Unemployment a Lagging Indicator?

Posted on July 2, 2009

It’s somewhat surprising that the market was down today on the unemployment data given that the accepted meme is that unemployment is a lagging indicator.

On the surface, the “unemployment lagging indicator” meme seems self-evident. Clearly companies don’t start hiring in earnest unless they see improving business conditions. The implication of the meme is simply that unemployment is an effect of a recession, rather than its cause.

However, whenever a meme is so widely accepted and quoted it pays to become skeptical and to question its intellectual basis. As for the “unemployment lagging” meme, the meme, of course, begs the question as to what caused the recession in the first place? It’s when one reflects on the actual cause of our economic troubles that one realizes that this time it may be truly different and maybe the meme is not all it’s cracked up to be. It’s quite possible that during this recession the relationship between unemployment and recovery may reverse.

Housing Fuels Our Economy, but With Rising Unemployment How Will Housing Recover?

The reason for advocating this position is simply based on the realization that for nearly a decade or more the entire US economy, including Wall Street’s paper economy, had been propelled upwards by a massive housing bubble. However, now that the housing bubble has burst, it’s nearly impossible to see how business conditions can improve substantially if the housing market does not bubble up again. And yet if unemployment is rising, how can housing recover sharply? It simply can’t.

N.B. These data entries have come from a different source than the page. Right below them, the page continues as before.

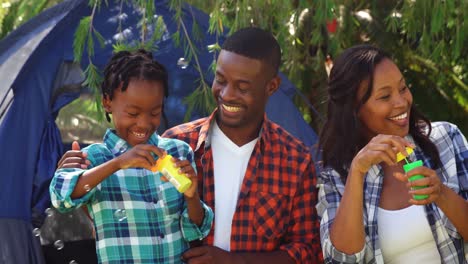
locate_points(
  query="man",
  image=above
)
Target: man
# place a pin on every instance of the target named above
(258, 179)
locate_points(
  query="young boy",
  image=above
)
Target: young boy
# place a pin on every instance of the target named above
(137, 217)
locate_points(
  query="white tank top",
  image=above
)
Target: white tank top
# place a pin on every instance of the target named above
(405, 236)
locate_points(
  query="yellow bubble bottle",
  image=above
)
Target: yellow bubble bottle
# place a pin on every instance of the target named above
(166, 167)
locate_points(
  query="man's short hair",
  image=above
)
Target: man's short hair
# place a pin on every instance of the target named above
(255, 43)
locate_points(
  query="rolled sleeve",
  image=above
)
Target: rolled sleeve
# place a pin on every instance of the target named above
(329, 197)
(304, 243)
(190, 230)
(61, 188)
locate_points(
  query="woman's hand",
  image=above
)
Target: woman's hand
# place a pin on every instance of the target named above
(381, 148)
(431, 185)
(140, 156)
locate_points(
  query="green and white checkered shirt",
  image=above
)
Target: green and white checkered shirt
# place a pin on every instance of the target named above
(137, 217)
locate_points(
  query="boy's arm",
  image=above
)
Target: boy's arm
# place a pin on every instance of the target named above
(197, 217)
(92, 177)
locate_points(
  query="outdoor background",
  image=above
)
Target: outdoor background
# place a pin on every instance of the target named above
(428, 39)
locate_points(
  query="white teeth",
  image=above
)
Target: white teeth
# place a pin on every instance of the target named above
(231, 108)
(140, 135)
(400, 117)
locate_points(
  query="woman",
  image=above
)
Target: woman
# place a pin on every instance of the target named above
(368, 213)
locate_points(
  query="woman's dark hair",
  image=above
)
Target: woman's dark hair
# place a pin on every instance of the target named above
(341, 137)
(125, 65)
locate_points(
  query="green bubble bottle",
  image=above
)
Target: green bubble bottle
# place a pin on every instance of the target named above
(409, 166)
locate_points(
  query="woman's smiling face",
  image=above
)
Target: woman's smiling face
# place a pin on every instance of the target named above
(387, 110)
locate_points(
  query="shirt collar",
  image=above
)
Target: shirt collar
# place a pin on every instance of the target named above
(207, 127)
(118, 145)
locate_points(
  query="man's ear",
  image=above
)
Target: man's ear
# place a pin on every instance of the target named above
(273, 85)
(106, 104)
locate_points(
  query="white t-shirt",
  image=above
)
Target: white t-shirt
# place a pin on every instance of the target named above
(405, 236)
(230, 163)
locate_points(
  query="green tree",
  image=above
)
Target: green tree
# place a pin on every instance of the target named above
(428, 39)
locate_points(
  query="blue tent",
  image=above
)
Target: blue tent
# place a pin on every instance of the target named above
(39, 78)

Ipso facto, rising unemployment indicates only one thing: Housing will remain depressed for a long time and therefore there can be no significant economic recovery. So paradoxically, rising unemployment is perhaps a leading indicator this time around, since it’s a sign that housing will remain depressed, and our economic problems are far from over.

Perhaps the only way to get the economy to recover without a new housing bubble, would be to generate economic growth in other economic sectors in an attempt to make up for the losses in the “housing” economy. This, however, will prove difficult given the sheer size of the “housing” economy and its broad social reach.

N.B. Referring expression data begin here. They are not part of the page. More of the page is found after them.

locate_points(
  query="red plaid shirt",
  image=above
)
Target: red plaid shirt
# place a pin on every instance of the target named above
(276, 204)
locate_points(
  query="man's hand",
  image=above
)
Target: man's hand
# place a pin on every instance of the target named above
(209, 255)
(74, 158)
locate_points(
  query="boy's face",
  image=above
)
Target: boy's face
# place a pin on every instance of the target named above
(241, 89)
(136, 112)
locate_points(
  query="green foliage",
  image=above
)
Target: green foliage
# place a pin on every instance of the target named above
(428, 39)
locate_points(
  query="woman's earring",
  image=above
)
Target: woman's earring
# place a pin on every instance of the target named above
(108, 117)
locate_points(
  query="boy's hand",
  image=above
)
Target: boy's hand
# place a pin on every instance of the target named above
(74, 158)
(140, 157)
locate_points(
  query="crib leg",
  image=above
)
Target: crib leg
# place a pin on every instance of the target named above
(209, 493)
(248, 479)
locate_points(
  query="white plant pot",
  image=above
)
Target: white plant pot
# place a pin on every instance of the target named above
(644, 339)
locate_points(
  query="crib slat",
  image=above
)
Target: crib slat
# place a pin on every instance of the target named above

Moreover, the government still seems oddly intent on propping up the financial/paper economy, as opposed to launching large enough programs to soften the blow in the production/real economy. Unfortunately, 99.9% of the country gets absolutely no benefit from the trillion dollar bailouts of mega financial institutions, and are actually harmed financially by these asinine bailouts (i.e. higher taxes will be needed to support the trillions the Fed continues to print to keep mega financials on life support and to buy their garbage assets).

Stable financial markets are absolutely no help in driving a sustainable economic recovery, since so few see the fruits of renewed speculative fervor in financial instruments. Interestingly one wonders why the government still believes that funneling money into the likes of Goldman Sachs via a wide variety of conduits, backstops and asset purchase programs, so that they can award their average employee $700K in annual salary, represents an intelligent solution to our economic troubles.